Roche’s HER2-Positive Breast Cancer Treatment Franchise

For most of the last century, breast cancer was categorized only by its location in the body; as a result, treatment results varied significantly. Patients with metastatic HER2+ breast cancer were traditionally treated with conventional chemotherapy regimens until trastuzumab became available. In September 1998, the FDA approved Roche and Genentech’s breast cancer therapy, HERCEPTIN, as a treatment regimen containing doxorubicin, cyclophosphamide, and paclitaxel, for the adjuvant treatment of HER2-positive node-positive breast cancer. Later in 2000, the European authority and 2001, the Japanese Ministry of Health, Labor and Welfare approved HERCEPTIN in metastatic HER2-positive breast cancer.

In many regards, the approval of HERCEPTIN marked a turning point in HER2+ breast cancer treatment. HERCEPTIN was the first targeted treatment for a solid tumor and the first drug to be paired with a companion diagnostic. By identifying patients with an improved risk–benefit profile, those patients gained critical time that would otherwise have been spent searching for a viable treatment.

Entry into the adjuvant setting

The approval of HERCEPTIN was certainly a milestone in the history of targeted cancer therapy, but the very best was still to come. In 2006, the FDA approved HERCEPTIN for the adjuvant treatment of HER2-positive breast cancer based on a significant 50% decrease in the risk of relapse and a 33% reduction in the risk of death. These landmark studies changed the lives of women with HER2-positive breast cancer. HERCEPTIN became the only approved targeted biological therapy for HER2-positive breast cancer treatment in adjuvant and metastatic settings. Later, pertuzumab was approved in 2017 for adjuvant HER2-positive breast cancer treatment, but it was to be used with trastuzumab, so HERCEPTIN had a significant opportunity to grab all the market share in the adjuvant setting. But the launch of the trastuzumab and pertuzumab combination shifted the market toward PHESGO; however, it helped Roche ward off the HERCEPTIN biosimilars.
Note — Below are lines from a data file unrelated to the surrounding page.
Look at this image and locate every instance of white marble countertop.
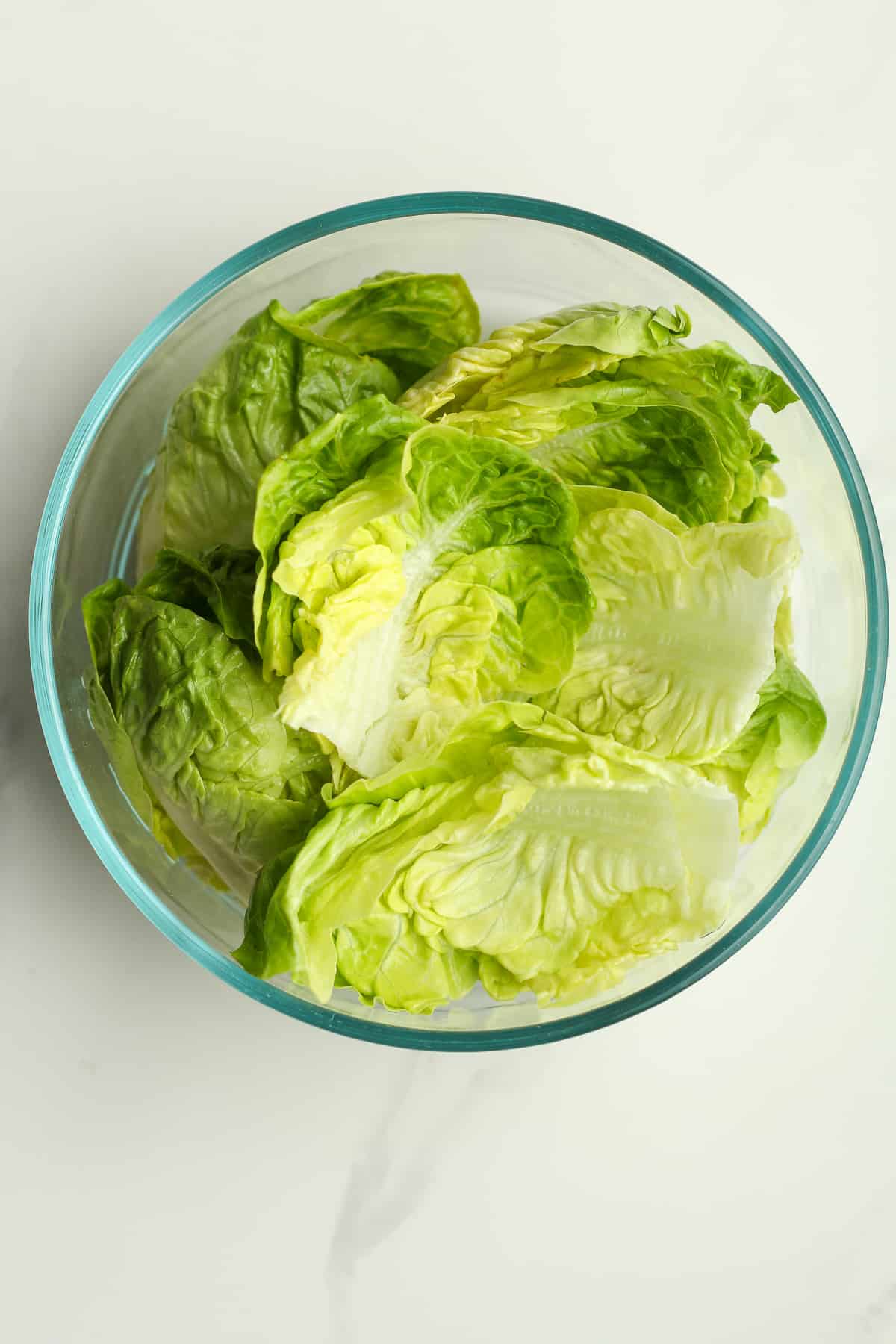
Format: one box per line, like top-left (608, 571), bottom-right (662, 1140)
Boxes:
top-left (0, 0), bottom-right (896, 1344)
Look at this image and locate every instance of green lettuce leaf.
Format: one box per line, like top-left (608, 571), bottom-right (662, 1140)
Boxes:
top-left (513, 341), bottom-right (795, 526)
top-left (134, 546), bottom-right (258, 645)
top-left (138, 305), bottom-right (399, 571)
top-left (700, 648), bottom-right (826, 844)
top-left (237, 704), bottom-right (738, 1011)
top-left (271, 270), bottom-right (479, 386)
top-left (84, 581), bottom-right (329, 892)
top-left (538, 500), bottom-right (799, 762)
top-left (402, 304), bottom-right (691, 417)
top-left (274, 426), bottom-right (591, 774)
top-left (252, 396), bottom-right (423, 676)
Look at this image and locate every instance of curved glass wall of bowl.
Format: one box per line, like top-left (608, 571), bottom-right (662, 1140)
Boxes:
top-left (32, 193), bottom-right (886, 1048)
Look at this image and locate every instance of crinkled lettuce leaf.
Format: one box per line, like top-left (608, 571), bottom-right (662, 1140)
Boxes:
top-left (538, 488), bottom-right (799, 762)
top-left (700, 648), bottom-right (826, 844)
top-left (252, 396), bottom-right (423, 676)
top-left (140, 272), bottom-right (479, 571)
top-left (237, 703), bottom-right (738, 1012)
top-left (84, 581), bottom-right (329, 892)
top-left (274, 426), bottom-right (591, 776)
top-left (134, 546), bottom-right (257, 645)
top-left (138, 308), bottom-right (399, 571)
top-left (271, 270), bottom-right (479, 386)
top-left (526, 343), bottom-right (795, 524)
top-left (402, 302), bottom-right (691, 417)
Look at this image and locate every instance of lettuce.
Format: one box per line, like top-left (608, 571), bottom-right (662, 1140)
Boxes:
top-left (138, 272), bottom-right (479, 570)
top-left (252, 396), bottom-right (423, 677)
top-left (84, 579), bottom-right (329, 892)
top-left (237, 703), bottom-right (738, 1012)
top-left (84, 281), bottom-right (825, 1013)
top-left (402, 304), bottom-right (795, 524)
top-left (273, 426), bottom-right (591, 774)
top-left (538, 487), bottom-right (799, 762)
top-left (700, 648), bottom-right (826, 844)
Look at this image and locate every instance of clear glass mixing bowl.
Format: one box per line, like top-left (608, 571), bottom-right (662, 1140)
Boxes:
top-left (31, 192), bottom-right (886, 1050)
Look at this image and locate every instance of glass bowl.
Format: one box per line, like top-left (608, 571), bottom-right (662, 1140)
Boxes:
top-left (31, 192), bottom-right (886, 1050)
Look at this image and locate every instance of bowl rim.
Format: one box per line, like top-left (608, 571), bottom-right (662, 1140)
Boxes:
top-left (28, 191), bottom-right (888, 1051)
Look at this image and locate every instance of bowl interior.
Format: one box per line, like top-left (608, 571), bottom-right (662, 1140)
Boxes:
top-left (35, 210), bottom-right (869, 1048)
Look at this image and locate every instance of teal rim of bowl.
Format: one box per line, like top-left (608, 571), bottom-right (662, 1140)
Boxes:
top-left (30, 191), bottom-right (888, 1050)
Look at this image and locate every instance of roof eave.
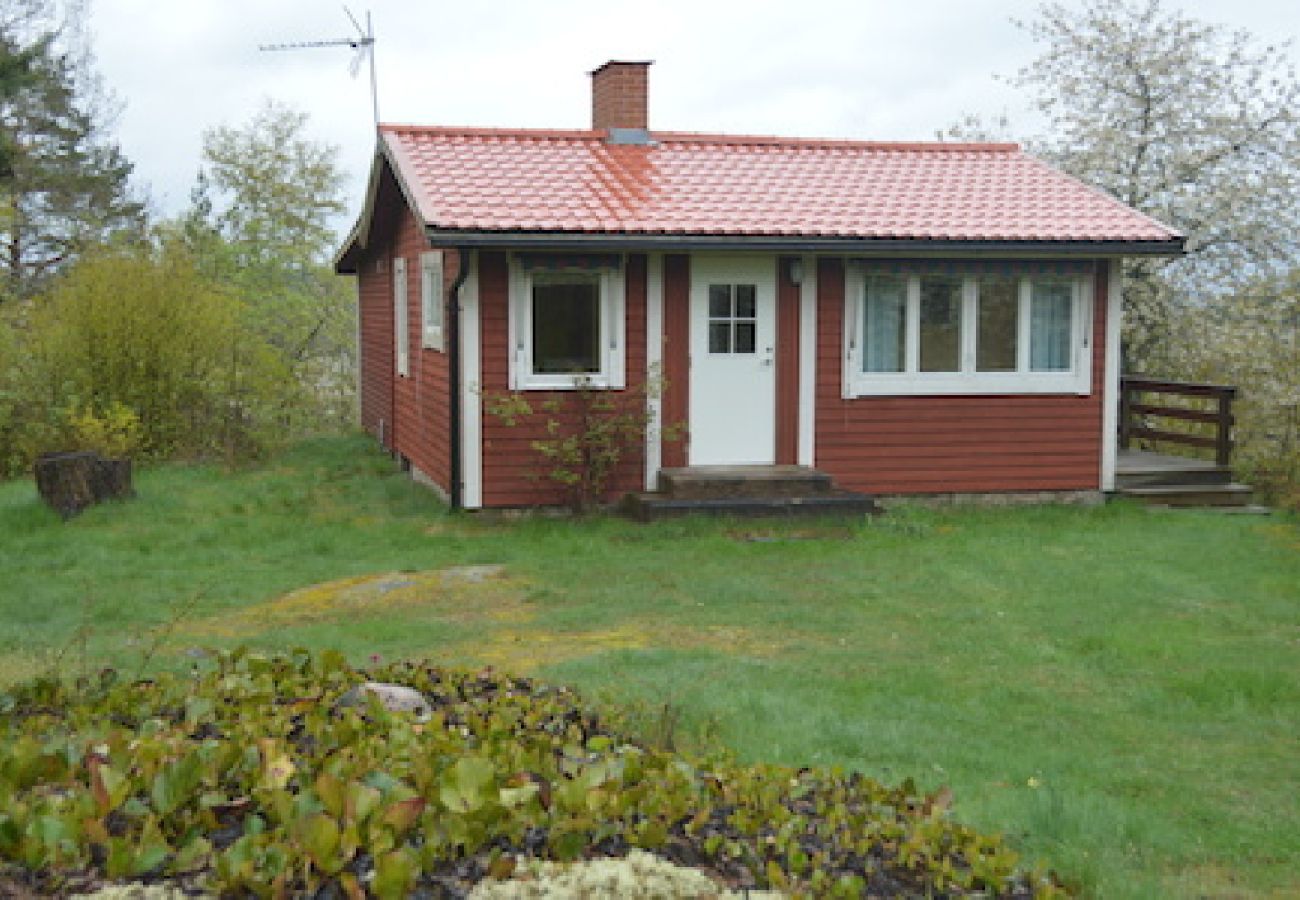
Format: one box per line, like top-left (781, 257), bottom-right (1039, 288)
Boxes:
top-left (425, 226), bottom-right (1186, 256)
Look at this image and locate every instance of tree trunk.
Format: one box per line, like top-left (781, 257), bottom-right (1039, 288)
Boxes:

The decline of Herceptin’s revenue after the biosimilar launch

The success of HERCEPTIN has helped fuel Roche’s revenue with ~USD 7 billion global and ~USD 3 billion, ~USD 1.75 billion, and ~USD 0.25 billion sales in the US, EU, and Japan, respectively, in 2018. But in the International region, biosimilar versions of HERCEPTIN have been launched in many countries, and this, together with the impact of regular price and volume changes, has led to a continuous decline in the sales of HERCEPTIN. The first HERCEPTIN biosimilar’s price was 15% lower than the HERCEPTIN in 2019. In 2022, the price of the fifth HERCEPTIN biosimilar was 58% lower than Herceptin in 2019. The cost of HERCEPTIN peaked at USD 89,706 in 2019; the addition of biosimilars to the market fell 29% to USD 63,592 in 2022. The mean unweighted biosimilar treatment cost is 40% lower than HERCEPTIN, at USD 38,173. HERCEPTIN generated ~USD 2.2 billion in sales globally in 2022, with 19% degrowth and 28%, 17%, and 28% degrowth regionally in the US, EU, and Japan, respectively.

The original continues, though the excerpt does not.